Three years in a row, WWDC was also held as an online-only event. I know a few (not sure how many) forks were invited to Apple Park for an on-site "viewing" event, but I couldn't be one of them. Maybe, Apple might still be concerning my complaints; they must not have been able to prepare toasters for me this time either.
In my opinion, this year's WWDC keynote was less powerful - at least less than last year. M2 and the M2 Macbook Air should be topliners. However, what I thought interesting was that quite a lot of content was not leaked ahead of time. In recent years, many Apple events used to be dull due to design leaks.
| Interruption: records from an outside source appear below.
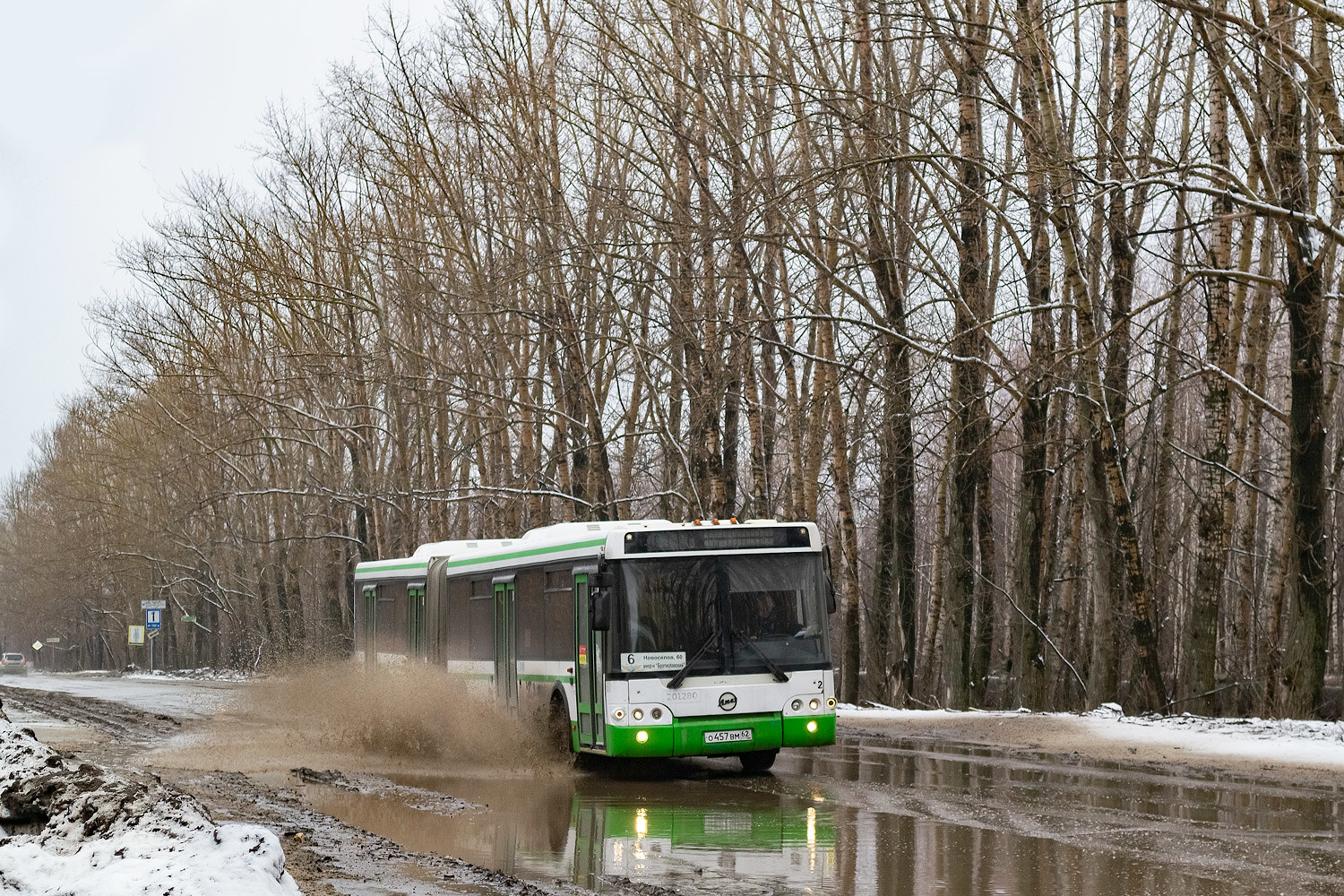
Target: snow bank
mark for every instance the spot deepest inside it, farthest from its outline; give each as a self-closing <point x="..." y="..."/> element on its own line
<point x="75" y="829"/>
<point x="1282" y="740"/>
<point x="191" y="675"/>
<point x="1296" y="740"/>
This time, I couldn't have seen any spoilers that precisely predicted the new MBA design; I was so glad that Apple was wise enough not to adopt the white keyboard that some spoilers expected several months ago. Some predicted widgets on the lock screens, but there was no always-on screen that many sources claimed. Apple might have learned (or reinstated) some secret method to protect their secretive culture.
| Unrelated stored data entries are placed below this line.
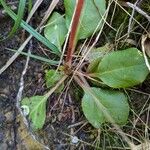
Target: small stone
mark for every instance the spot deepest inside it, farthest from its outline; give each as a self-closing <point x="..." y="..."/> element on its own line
<point x="2" y="118"/>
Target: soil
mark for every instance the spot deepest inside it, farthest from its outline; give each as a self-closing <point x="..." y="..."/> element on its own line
<point x="56" y="133"/>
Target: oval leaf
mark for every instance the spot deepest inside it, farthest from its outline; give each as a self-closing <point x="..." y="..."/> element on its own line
<point x="37" y="110"/>
<point x="56" y="30"/>
<point x="97" y="104"/>
<point x="122" y="69"/>
<point x="92" y="13"/>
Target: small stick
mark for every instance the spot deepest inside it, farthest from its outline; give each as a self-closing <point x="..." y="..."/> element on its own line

Others seemed to be solid improvements. Live Activities was interesting: it would help me mitigate my impatience digging into Giants or Warriors scores via search windows. Swift Charts was what I wanted several years ago (when I made some iOS code by myself), but it would have made some 3rd party charting library developers fall into despair.
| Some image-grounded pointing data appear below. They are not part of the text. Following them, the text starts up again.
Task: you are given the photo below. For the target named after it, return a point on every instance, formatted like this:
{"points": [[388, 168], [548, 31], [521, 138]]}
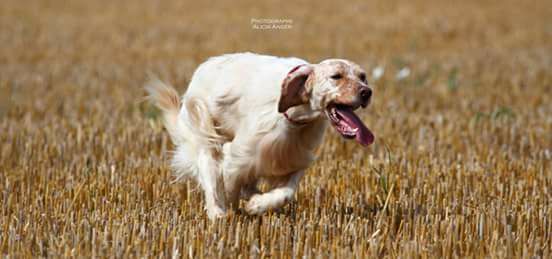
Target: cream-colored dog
{"points": [[247, 117]]}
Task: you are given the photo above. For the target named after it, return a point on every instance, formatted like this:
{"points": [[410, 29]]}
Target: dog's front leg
{"points": [[276, 197]]}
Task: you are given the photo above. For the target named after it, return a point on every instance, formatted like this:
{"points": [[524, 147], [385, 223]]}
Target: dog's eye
{"points": [[336, 76], [362, 77]]}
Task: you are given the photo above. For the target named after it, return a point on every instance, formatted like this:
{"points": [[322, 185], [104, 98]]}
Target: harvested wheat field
{"points": [[462, 113]]}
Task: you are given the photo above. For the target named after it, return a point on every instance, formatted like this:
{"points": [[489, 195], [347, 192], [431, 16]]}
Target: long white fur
{"points": [[229, 134]]}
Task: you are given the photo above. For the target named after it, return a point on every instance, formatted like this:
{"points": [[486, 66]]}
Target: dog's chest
{"points": [[284, 153]]}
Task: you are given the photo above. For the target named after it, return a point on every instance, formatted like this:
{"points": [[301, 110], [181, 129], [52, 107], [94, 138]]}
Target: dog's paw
{"points": [[256, 205], [215, 213]]}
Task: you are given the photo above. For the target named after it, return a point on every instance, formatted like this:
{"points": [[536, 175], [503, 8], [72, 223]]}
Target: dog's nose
{"points": [[365, 95]]}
But what I really wanted to see was a Swift-based full game engine from Apple. Although Metal announced some improvements, it seemed that there would be no significant upgrade for SceneKit or any replacement. Many say that Apple is truly serious about AR/VR (with rumored glasses or a headset). I believe a Swift-based full game engine integrated with Xcode must be an essential piece for it. Maybe that day would be the day I return to try game development again.